It was so well covered up that I'd known about it myself (I was a physics *major* at a Florida university at the time) and had been written up in nuclear/physics journals over 10 years before *I*d found out about it...

And I think it says a lot when you grasp that Mr. Nader is so well-informed -- and his advisers likewise -- that they had never read or heard about the journals in question.

Yeah, them's some scientists you got working for you, ain't they, Mr. Nader??? < --- Assume inadequate level of disgusted sneering applied due to limitation of human facial muscles.

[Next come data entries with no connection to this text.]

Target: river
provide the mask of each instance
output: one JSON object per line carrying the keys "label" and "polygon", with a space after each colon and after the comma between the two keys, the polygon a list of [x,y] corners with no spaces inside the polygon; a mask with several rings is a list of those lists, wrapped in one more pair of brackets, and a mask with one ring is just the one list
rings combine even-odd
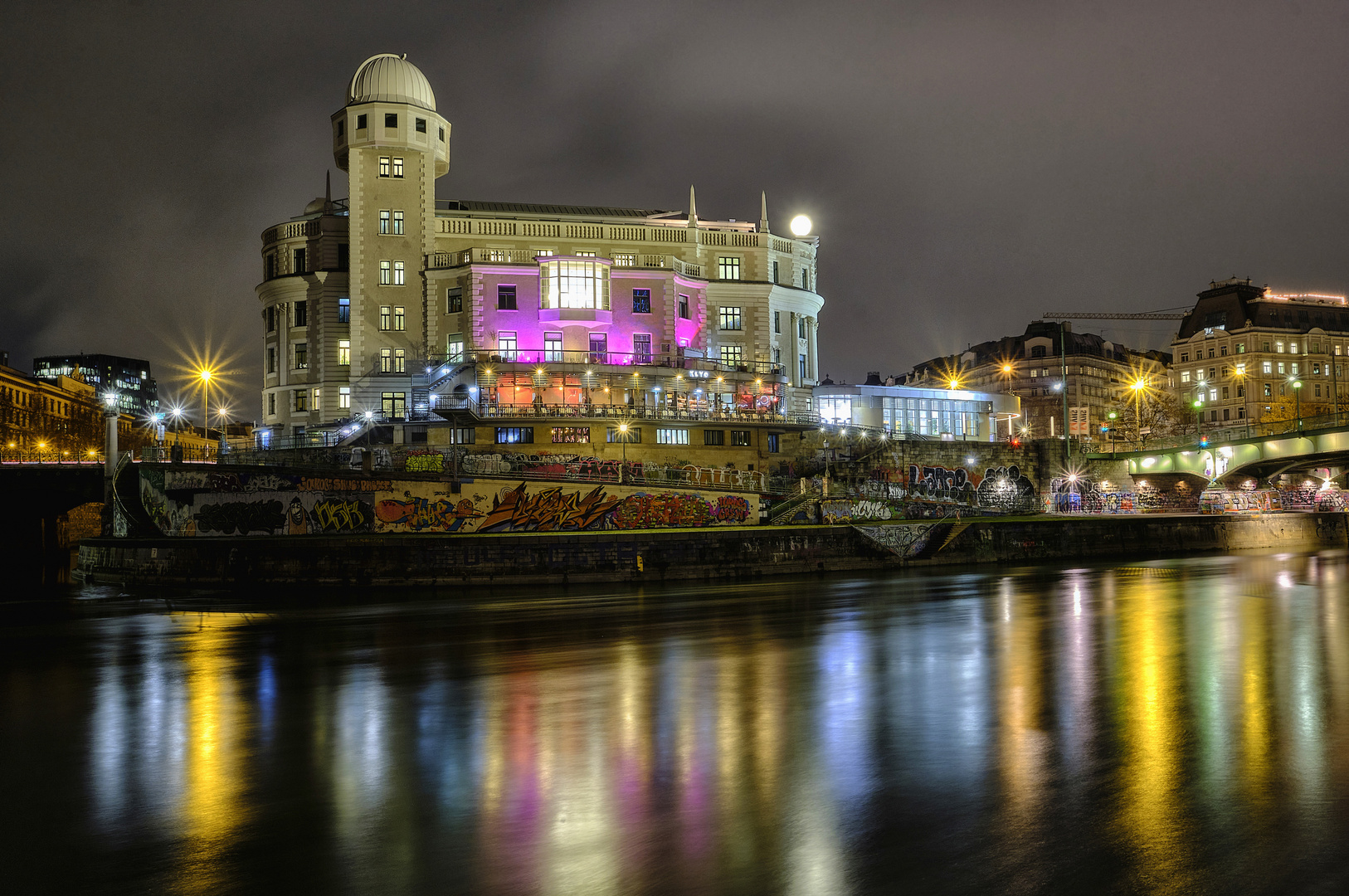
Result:
{"label": "river", "polygon": [[1346,575],[77,591],[0,629],[0,880],[1349,892]]}

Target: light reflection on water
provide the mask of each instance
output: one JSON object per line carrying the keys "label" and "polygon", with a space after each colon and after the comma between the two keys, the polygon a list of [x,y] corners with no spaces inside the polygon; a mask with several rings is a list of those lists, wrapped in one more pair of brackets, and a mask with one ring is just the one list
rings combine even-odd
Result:
{"label": "light reflection on water", "polygon": [[210,893],[1349,884],[1342,557],[600,596],[13,629],[0,872]]}

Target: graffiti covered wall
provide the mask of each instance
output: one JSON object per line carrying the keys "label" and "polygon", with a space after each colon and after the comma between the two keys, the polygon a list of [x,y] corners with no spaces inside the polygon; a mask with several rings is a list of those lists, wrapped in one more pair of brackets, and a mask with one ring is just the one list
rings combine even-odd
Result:
{"label": "graffiti covered wall", "polygon": [[448,482],[140,468],[140,501],[170,536],[591,532],[745,525],[758,497],[610,484]]}

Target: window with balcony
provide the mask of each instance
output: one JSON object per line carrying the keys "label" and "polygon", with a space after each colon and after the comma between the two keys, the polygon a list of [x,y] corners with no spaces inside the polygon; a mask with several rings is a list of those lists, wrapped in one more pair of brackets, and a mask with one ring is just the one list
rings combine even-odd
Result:
{"label": "window with balcony", "polygon": [[608,264],[558,258],[538,263],[545,309],[608,310]]}

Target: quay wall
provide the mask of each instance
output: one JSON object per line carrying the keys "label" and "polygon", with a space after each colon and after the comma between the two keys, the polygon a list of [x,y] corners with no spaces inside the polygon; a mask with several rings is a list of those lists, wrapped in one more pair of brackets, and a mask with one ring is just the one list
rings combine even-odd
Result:
{"label": "quay wall", "polygon": [[206,587],[557,584],[1345,545],[1345,514],[1340,513],[978,518],[503,536],[90,538],[80,545],[80,573],[100,583]]}

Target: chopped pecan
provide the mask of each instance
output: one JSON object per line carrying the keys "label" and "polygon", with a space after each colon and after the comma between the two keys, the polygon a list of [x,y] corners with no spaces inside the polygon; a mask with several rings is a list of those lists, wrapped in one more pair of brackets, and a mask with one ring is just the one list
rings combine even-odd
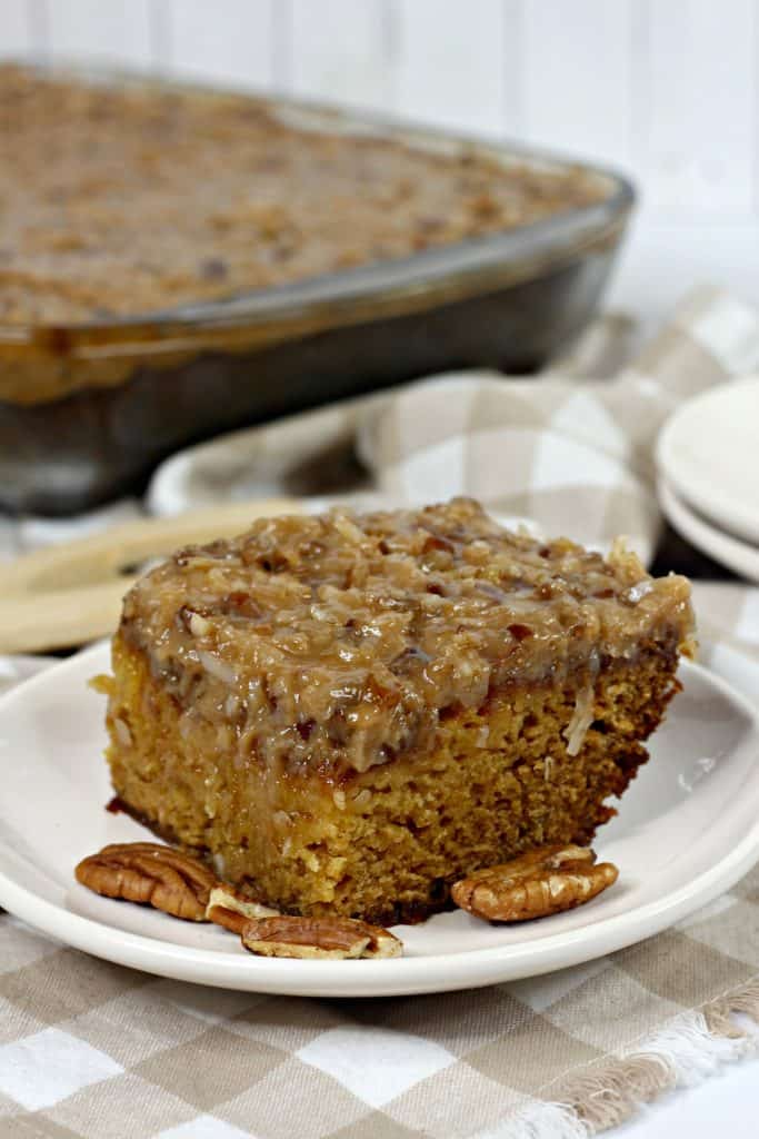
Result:
{"label": "chopped pecan", "polygon": [[258,918],[246,923],[241,940],[264,957],[399,957],[403,950],[388,929],[354,918]]}
{"label": "chopped pecan", "polygon": [[242,927],[254,918],[277,917],[279,910],[272,910],[261,902],[253,902],[248,898],[242,898],[231,886],[217,885],[211,891],[206,918],[215,921],[216,925],[231,929],[232,933],[242,933]]}
{"label": "chopped pecan", "polygon": [[570,910],[613,885],[619,870],[586,846],[539,846],[477,870],[452,891],[456,906],[489,921],[527,921]]}
{"label": "chopped pecan", "polygon": [[158,843],[116,843],[83,859],[76,880],[96,894],[143,902],[188,921],[205,921],[213,874],[196,859]]}

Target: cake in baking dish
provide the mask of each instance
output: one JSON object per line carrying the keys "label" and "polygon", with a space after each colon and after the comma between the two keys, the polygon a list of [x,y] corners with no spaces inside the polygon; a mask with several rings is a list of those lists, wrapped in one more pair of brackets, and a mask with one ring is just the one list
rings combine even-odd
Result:
{"label": "cake in baking dish", "polygon": [[688,583],[473,501],[256,522],[125,599],[122,804],[277,909],[378,923],[545,843],[586,843],[646,760]]}
{"label": "cake in baking dish", "polygon": [[163,312],[409,257],[609,194],[277,100],[0,66],[0,321]]}

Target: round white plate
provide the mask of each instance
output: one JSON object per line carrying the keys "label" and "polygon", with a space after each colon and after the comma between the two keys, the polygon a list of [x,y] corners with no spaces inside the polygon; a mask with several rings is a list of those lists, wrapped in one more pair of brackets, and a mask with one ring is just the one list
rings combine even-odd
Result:
{"label": "round white plate", "polygon": [[108,666],[96,646],[0,700],[0,904],[76,949],[162,976],[314,997],[423,993],[577,965],[671,925],[736,882],[759,858],[759,723],[723,681],[685,664],[684,691],[651,762],[599,835],[620,867],[616,886],[567,913],[490,926],[459,911],[401,926],[403,958],[256,958],[230,933],[179,921],[77,885],[76,862],[108,842],[147,837],[105,811],[102,698],[86,688]]}
{"label": "round white plate", "polygon": [[661,474],[719,530],[759,542],[759,379],[720,384],[667,420]]}
{"label": "round white plate", "polygon": [[734,573],[759,582],[759,546],[717,530],[692,510],[666,478],[659,478],[658,492],[661,509],[683,538]]}

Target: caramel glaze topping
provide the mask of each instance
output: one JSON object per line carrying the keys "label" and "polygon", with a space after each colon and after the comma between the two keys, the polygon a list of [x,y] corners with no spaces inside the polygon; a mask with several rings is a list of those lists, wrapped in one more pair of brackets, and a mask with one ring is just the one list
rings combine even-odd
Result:
{"label": "caramel glaze topping", "polygon": [[339,780],[430,746],[452,710],[513,685],[592,693],[605,661],[687,652],[692,629],[684,577],[454,499],[265,518],[180,550],[127,595],[121,636],[240,763]]}

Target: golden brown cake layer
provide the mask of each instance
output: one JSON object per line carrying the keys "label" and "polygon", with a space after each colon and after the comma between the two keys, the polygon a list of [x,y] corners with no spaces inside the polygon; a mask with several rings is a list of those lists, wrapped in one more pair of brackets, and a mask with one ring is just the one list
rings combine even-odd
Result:
{"label": "golden brown cake layer", "polygon": [[[291,116],[292,117],[292,116]],[[68,323],[409,256],[596,180],[286,125],[254,99],[0,68],[0,320]]]}
{"label": "golden brown cake layer", "polygon": [[[676,647],[642,646],[602,667],[579,754],[567,753],[576,693],[514,689],[439,726],[435,747],[354,773],[271,778],[241,764],[213,723],[182,730],[175,700],[119,639],[109,704],[114,787],[163,838],[206,857],[278,909],[380,924],[446,907],[454,882],[544,843],[589,843],[647,759],[676,690]],[[116,723],[118,721],[118,723]]]}
{"label": "golden brown cake layer", "polygon": [[262,519],[127,596],[114,787],[275,908],[423,916],[473,870],[589,841],[691,638],[683,579],[469,500]]}

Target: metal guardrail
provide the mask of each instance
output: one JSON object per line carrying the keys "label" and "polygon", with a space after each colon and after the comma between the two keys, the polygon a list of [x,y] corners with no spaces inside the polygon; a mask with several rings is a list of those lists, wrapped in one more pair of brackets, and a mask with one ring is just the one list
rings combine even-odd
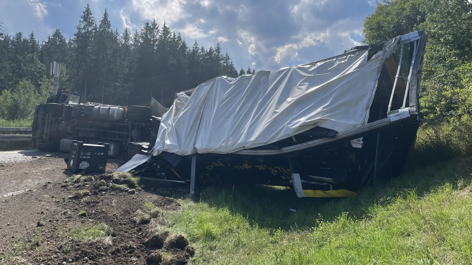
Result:
{"label": "metal guardrail", "polygon": [[[21,127],[0,127],[0,132],[31,132],[31,128]],[[0,135],[0,141],[30,141],[31,134],[2,134]]]}
{"label": "metal guardrail", "polygon": [[0,127],[0,132],[31,132],[32,129],[25,127]]}

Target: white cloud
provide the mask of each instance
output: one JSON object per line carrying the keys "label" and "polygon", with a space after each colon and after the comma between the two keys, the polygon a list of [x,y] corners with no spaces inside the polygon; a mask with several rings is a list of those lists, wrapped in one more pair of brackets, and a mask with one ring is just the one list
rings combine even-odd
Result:
{"label": "white cloud", "polygon": [[[258,53],[257,47],[256,46],[256,43],[257,42],[257,41],[256,40],[255,37],[251,35],[249,32],[243,30],[238,31],[238,34],[248,46],[247,51],[249,53],[249,54],[253,56],[256,53]],[[260,47],[264,48],[263,46]]]}
{"label": "white cloud", "polygon": [[216,40],[220,42],[226,42],[228,41],[228,38],[224,36],[219,36]]}
{"label": "white cloud", "polygon": [[329,50],[336,53],[340,53],[347,48],[361,45],[351,37],[351,34],[357,34],[361,30],[351,29],[346,26],[355,24],[350,20],[344,19],[334,23],[322,32],[303,33],[295,38],[298,40],[297,42],[277,47],[274,61],[278,64],[286,64],[298,56],[298,50],[321,43],[326,44]]}
{"label": "white cloud", "polygon": [[185,0],[132,0],[131,4],[137,11],[147,19],[155,19],[158,23],[165,20],[169,25],[189,17],[184,12],[183,6]]}
{"label": "white cloud", "polygon": [[207,36],[207,34],[203,33],[201,29],[191,24],[187,24],[185,27],[181,29],[180,31],[182,34],[191,39],[200,39]]}
{"label": "white cloud", "polygon": [[202,0],[200,1],[200,5],[202,7],[205,8],[208,8],[210,6],[210,4],[211,3],[211,1],[210,0]]}
{"label": "white cloud", "polygon": [[215,28],[208,31],[208,36],[211,36],[211,35],[214,35],[215,33],[218,32],[218,30]]}
{"label": "white cloud", "polygon": [[58,8],[62,7],[62,5],[61,5],[60,3],[50,3],[50,2],[45,2],[44,3],[47,4],[48,5],[50,5],[51,6],[52,6],[53,7],[56,7]]}
{"label": "white cloud", "polygon": [[36,10],[36,17],[42,19],[45,16],[48,15],[48,10],[46,9],[46,4],[40,3],[38,0],[28,0],[29,5],[34,8]]}
{"label": "white cloud", "polygon": [[131,29],[131,26],[127,24],[130,23],[129,18],[125,15],[122,9],[119,10],[119,17],[121,18],[121,21],[123,22],[123,27]]}

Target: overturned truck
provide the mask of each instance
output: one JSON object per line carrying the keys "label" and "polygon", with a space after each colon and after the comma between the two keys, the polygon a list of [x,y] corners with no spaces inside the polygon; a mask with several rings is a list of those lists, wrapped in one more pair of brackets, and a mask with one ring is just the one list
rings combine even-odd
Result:
{"label": "overturned truck", "polygon": [[406,161],[426,40],[420,31],[312,63],[219,76],[177,93],[168,110],[152,104],[149,144],[116,171],[188,183],[196,195],[224,182],[354,195]]}
{"label": "overturned truck", "polygon": [[110,144],[109,157],[126,158],[146,150],[150,139],[149,107],[81,103],[80,95],[59,91],[36,108],[33,147],[69,151],[72,141]]}

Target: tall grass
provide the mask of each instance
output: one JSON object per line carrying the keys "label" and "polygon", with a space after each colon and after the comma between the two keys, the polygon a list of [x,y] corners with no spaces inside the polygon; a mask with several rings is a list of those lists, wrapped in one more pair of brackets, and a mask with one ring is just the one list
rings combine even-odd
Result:
{"label": "tall grass", "polygon": [[214,188],[164,218],[196,247],[192,264],[471,264],[472,195],[458,166],[418,168],[345,199]]}

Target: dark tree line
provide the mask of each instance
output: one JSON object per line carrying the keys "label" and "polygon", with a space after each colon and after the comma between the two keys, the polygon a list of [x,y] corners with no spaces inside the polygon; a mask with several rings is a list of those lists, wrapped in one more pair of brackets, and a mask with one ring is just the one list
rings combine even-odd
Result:
{"label": "dark tree line", "polygon": [[87,101],[123,105],[148,105],[152,97],[169,107],[176,92],[196,83],[254,73],[238,72],[219,43],[207,49],[195,41],[189,47],[165,22],[148,22],[135,32],[114,31],[106,10],[97,24],[87,4],[73,38],[66,40],[59,29],[42,43],[33,32],[0,34],[0,91],[25,80],[38,90],[49,84],[53,61],[66,65],[61,89]]}

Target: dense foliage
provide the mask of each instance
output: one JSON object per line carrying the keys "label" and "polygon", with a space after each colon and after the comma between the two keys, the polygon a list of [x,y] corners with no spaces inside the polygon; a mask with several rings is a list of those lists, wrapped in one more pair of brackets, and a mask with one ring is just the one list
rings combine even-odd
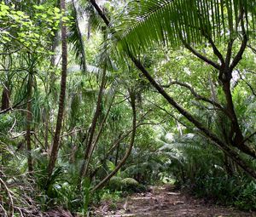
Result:
{"label": "dense foliage", "polygon": [[256,209],[255,19],[254,0],[2,1],[0,215],[163,182]]}

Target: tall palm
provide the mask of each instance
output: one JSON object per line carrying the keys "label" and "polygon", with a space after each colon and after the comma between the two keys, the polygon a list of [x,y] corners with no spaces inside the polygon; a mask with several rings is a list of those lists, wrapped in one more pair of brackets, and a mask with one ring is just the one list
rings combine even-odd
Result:
{"label": "tall palm", "polygon": [[[61,9],[66,11],[65,0],[61,1]],[[65,96],[66,96],[66,83],[67,83],[67,26],[61,22],[61,43],[62,43],[62,68],[61,68],[61,93],[59,98],[59,111],[57,116],[57,122],[55,127],[55,133],[54,141],[52,144],[50,158],[48,165],[48,176],[50,178],[55,164],[58,157],[60,147],[60,134],[61,130],[63,113],[65,109]]]}
{"label": "tall palm", "polygon": [[[230,91],[232,71],[242,57],[248,40],[249,26],[253,23],[255,18],[255,11],[253,9],[249,11],[248,9],[254,9],[255,1],[131,1],[126,12],[124,13],[125,17],[123,16],[121,24],[119,20],[118,23],[113,22],[113,25],[111,25],[96,1],[90,0],[90,3],[98,11],[106,26],[112,27],[112,32],[114,32],[114,39],[118,40],[117,45],[119,49],[126,52],[137,69],[143,72],[169,104],[201,130],[212,140],[213,144],[223,150],[245,171],[256,178],[254,169],[251,168],[238,152],[230,146],[230,145],[236,146],[242,152],[256,158],[255,150],[245,143],[246,139],[243,137],[238,123]],[[254,29],[253,25],[252,28]],[[121,31],[118,31],[117,29]],[[217,39],[223,38],[228,39],[225,55],[220,53],[215,44]],[[234,42],[240,38],[241,38],[240,49],[237,53],[233,53]],[[189,111],[182,107],[155,81],[137,58],[142,50],[146,50],[148,47],[155,43],[162,42],[172,46],[183,45],[198,58],[217,69],[220,85],[226,99],[226,105],[224,105],[223,111],[230,119],[232,125],[230,132],[230,144],[226,144],[220,140]],[[191,44],[201,42],[207,42],[211,45],[218,61],[213,61],[191,46]],[[223,107],[222,105],[218,105],[217,102],[209,100],[209,99],[202,98],[201,100]]]}

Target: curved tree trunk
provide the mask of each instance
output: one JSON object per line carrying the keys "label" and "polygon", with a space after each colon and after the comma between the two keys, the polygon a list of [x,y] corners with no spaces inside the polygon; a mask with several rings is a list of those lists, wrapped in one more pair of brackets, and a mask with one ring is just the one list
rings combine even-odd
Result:
{"label": "curved tree trunk", "polygon": [[[104,14],[103,11],[101,9],[101,8],[98,6],[95,0],[90,0],[90,3],[94,6],[96,10],[98,12],[99,15],[102,17],[103,21],[105,22],[107,26],[109,26],[110,21],[108,19],[108,17]],[[244,50],[244,47],[246,45],[247,37],[244,37],[243,43],[241,44],[241,49],[238,52],[236,58],[233,60],[233,62],[230,67],[230,70],[233,70],[234,67],[237,65],[239,60],[241,59],[241,54]],[[186,46],[185,46],[186,47]],[[198,53],[194,50],[193,49],[189,49],[194,54],[198,56]],[[216,52],[214,52],[215,54]],[[201,122],[199,122],[195,117],[192,116],[188,111],[183,109],[180,105],[177,103],[177,101],[171,97],[165,89],[153,78],[153,77],[150,75],[150,73],[145,69],[145,67],[141,64],[140,60],[137,60],[135,56],[133,56],[131,54],[128,54],[130,59],[134,63],[134,65],[137,66],[137,68],[142,71],[142,73],[145,76],[145,77],[148,79],[148,81],[151,83],[153,87],[156,89],[156,90],[168,101],[168,103],[173,106],[180,114],[182,114],[183,117],[185,117],[190,123],[192,123],[197,128],[199,128],[206,136],[207,136],[212,142],[216,145],[220,150],[224,151],[234,162],[236,162],[244,171],[246,171],[250,176],[256,179],[256,171],[252,168],[248,163],[243,160],[243,158],[241,157],[240,154],[236,151],[232,147],[230,147],[227,144],[225,144],[224,141],[222,141],[216,134],[214,134],[211,130],[209,130],[207,128],[204,126]],[[217,54],[217,56],[218,56],[219,54]],[[204,61],[207,62],[207,58],[204,56],[198,56],[200,59],[203,60]],[[215,63],[211,62],[212,66],[216,67],[217,69],[220,69],[218,65],[216,65]],[[216,66],[215,66],[216,65]],[[248,150],[247,150],[248,151]]]}
{"label": "curved tree trunk", "polygon": [[[66,11],[65,0],[61,1],[61,9]],[[62,119],[65,107],[66,96],[66,83],[67,83],[67,26],[61,21],[61,42],[62,42],[62,68],[61,68],[61,93],[59,98],[59,111],[57,116],[57,123],[55,127],[55,133],[54,141],[51,148],[50,158],[48,165],[48,177],[50,178],[55,164],[58,157],[60,147],[60,134],[62,126]]]}
{"label": "curved tree trunk", "polygon": [[129,157],[131,152],[133,144],[134,144],[135,135],[136,135],[137,118],[136,118],[136,106],[135,106],[135,94],[130,93],[130,96],[131,96],[131,105],[132,108],[132,132],[131,132],[131,137],[129,147],[124,157],[120,160],[120,162],[118,163],[115,168],[91,190],[92,193],[95,192],[96,190],[102,188],[113,175],[116,174],[116,173],[119,170],[119,168],[125,163],[127,158]]}
{"label": "curved tree trunk", "polygon": [[82,179],[87,174],[88,168],[89,168],[90,152],[92,149],[93,138],[94,138],[94,134],[95,134],[95,131],[96,131],[96,128],[97,120],[98,120],[98,117],[100,115],[101,105],[102,105],[102,97],[103,97],[103,89],[104,89],[104,86],[106,83],[106,72],[107,72],[107,68],[105,66],[105,68],[102,70],[102,83],[101,83],[101,87],[100,87],[100,90],[99,90],[99,94],[98,94],[96,108],[96,111],[94,113],[94,117],[93,117],[93,119],[91,122],[91,127],[89,131],[90,134],[88,135],[89,136],[88,142],[86,144],[86,148],[85,148],[85,151],[84,154],[83,163],[82,163],[81,169],[80,169],[79,179],[79,183],[78,183],[79,189],[81,187]]}

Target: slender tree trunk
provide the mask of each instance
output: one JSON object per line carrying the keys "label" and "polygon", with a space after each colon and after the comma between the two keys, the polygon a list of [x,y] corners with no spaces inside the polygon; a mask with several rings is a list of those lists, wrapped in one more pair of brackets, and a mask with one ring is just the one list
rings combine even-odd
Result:
{"label": "slender tree trunk", "polygon": [[72,0],[73,3],[73,10],[75,13],[75,22],[76,22],[76,27],[77,27],[77,31],[79,34],[79,43],[81,44],[81,62],[82,62],[82,66],[83,66],[83,71],[84,73],[85,73],[86,71],[86,54],[85,54],[85,46],[84,46],[84,43],[83,40],[83,35],[81,32],[81,30],[79,28],[79,14],[78,14],[78,10],[75,5],[75,0]]}
{"label": "slender tree trunk", "polygon": [[86,144],[86,148],[85,148],[85,151],[84,154],[84,160],[83,160],[83,163],[82,163],[81,169],[80,169],[80,174],[79,174],[79,183],[78,183],[79,189],[81,186],[82,179],[83,179],[83,177],[84,177],[87,174],[88,168],[89,168],[90,152],[91,150],[91,146],[93,145],[92,142],[93,142],[94,134],[96,131],[97,120],[98,120],[98,117],[100,115],[100,109],[101,109],[102,100],[102,97],[103,97],[103,89],[104,89],[104,86],[106,83],[106,71],[107,71],[107,68],[105,66],[105,68],[102,70],[102,83],[101,83],[101,87],[100,87],[100,90],[99,90],[99,94],[98,94],[96,108],[96,111],[94,113],[94,117],[93,117],[93,119],[91,122],[91,127],[90,128],[88,143]]}
{"label": "slender tree trunk", "polygon": [[29,73],[28,75],[28,83],[27,83],[27,103],[26,103],[26,151],[27,151],[27,166],[28,166],[28,172],[30,174],[33,171],[32,166],[32,142],[31,142],[31,124],[32,122],[32,75]]}
{"label": "slender tree trunk", "polygon": [[131,137],[129,147],[124,157],[120,160],[120,162],[115,167],[115,168],[91,190],[92,193],[95,192],[96,190],[102,188],[113,175],[116,174],[116,173],[119,170],[119,168],[125,163],[127,158],[129,157],[131,152],[133,144],[134,144],[135,135],[136,135],[137,117],[136,117],[136,106],[135,106],[135,94],[130,93],[130,96],[131,96],[131,106],[132,108],[132,132],[131,132]]}
{"label": "slender tree trunk", "polygon": [[[95,0],[90,0],[90,3],[94,6],[96,10],[98,12],[99,15],[102,17],[107,26],[109,26],[110,22],[108,17],[104,14],[103,11],[98,6]],[[242,48],[241,48],[242,49]],[[242,49],[241,49],[242,51]],[[193,53],[193,51],[192,51]],[[195,53],[195,52],[194,52]],[[241,52],[239,52],[233,60],[232,66],[241,60]],[[236,162],[244,171],[246,171],[249,175],[256,179],[256,171],[253,169],[248,163],[244,161],[234,149],[230,147],[227,144],[223,142],[216,134],[207,128],[201,123],[195,119],[188,111],[184,110],[180,105],[178,105],[172,97],[171,97],[165,89],[152,77],[150,73],[145,69],[145,67],[141,64],[140,60],[137,60],[131,54],[128,54],[130,59],[132,60],[137,68],[142,71],[148,81],[151,83],[153,87],[167,100],[167,102],[173,106],[180,114],[185,117],[190,123],[192,123],[197,128],[199,128],[203,134],[207,136],[214,145],[216,145],[220,150],[224,151],[234,162]],[[236,60],[236,61],[235,61]],[[232,66],[233,67],[233,66]]]}
{"label": "slender tree trunk", "polygon": [[[66,11],[65,0],[61,0],[61,9]],[[67,26],[61,21],[61,42],[62,42],[62,68],[61,68],[61,93],[59,98],[59,111],[57,116],[57,123],[55,126],[55,133],[54,135],[54,141],[51,148],[50,158],[48,165],[48,176],[50,178],[55,164],[58,157],[60,147],[60,134],[62,126],[63,113],[65,108],[65,96],[66,96],[66,83],[67,83]]]}
{"label": "slender tree trunk", "polygon": [[1,110],[5,110],[9,107],[9,97],[10,97],[10,91],[8,85],[3,85],[3,89],[2,93],[2,105]]}

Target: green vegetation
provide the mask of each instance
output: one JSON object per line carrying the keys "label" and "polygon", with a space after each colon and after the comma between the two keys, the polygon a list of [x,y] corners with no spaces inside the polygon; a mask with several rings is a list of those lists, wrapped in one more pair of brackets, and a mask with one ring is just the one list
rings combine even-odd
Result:
{"label": "green vegetation", "polygon": [[255,0],[1,1],[0,215],[166,182],[255,210]]}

In short, it was a hatchet piece on the nuclear power industry disguised as a news report. The incident had nothing to do with nuclear power generation in the west (the laboratory using the ridiculous disposal techniques was a weapons R&D lab), any more than Chernobyl did a half-decade later (The primitive technology used at Chernobyl has never, ever even been seriously proposed for application in a power generation installation, and the kind of incident that happened is literally impossible using Western designs)

OBloodyHell said...

"24" -- what's he on, like, his sixth president? He may save the world, but he doesn't seem to be doing much for the PotUS, is he?

"Mad Men" -- I kinda want to like this show but maaaannnnn, is it dark and dreary. Its view of the early sixties is like a full-employment guarantee for suicide hotlines around the nation. Rather a bit of a contrast with That Thing You Do, which is about exactly the same time era, innit? You can look for the darkness, or you can look for the light. And I know which the creators of Mad Men are looking for.

@nooil4pacifists said...

I gave up on "60 Minutes" when I turned conservative in the late 1970s (thanks Jimmy!). As for "Mad Men," I had the same reaction, especially regarding the "romantic" sub-plots (which all seem doomed). For a hilarious and decidedly non-dark take on 1960s ad execs, read Jerry Della Femina's "From Those Wonderful Folks Who Gave You Pearl Harbor," now sadly out of print.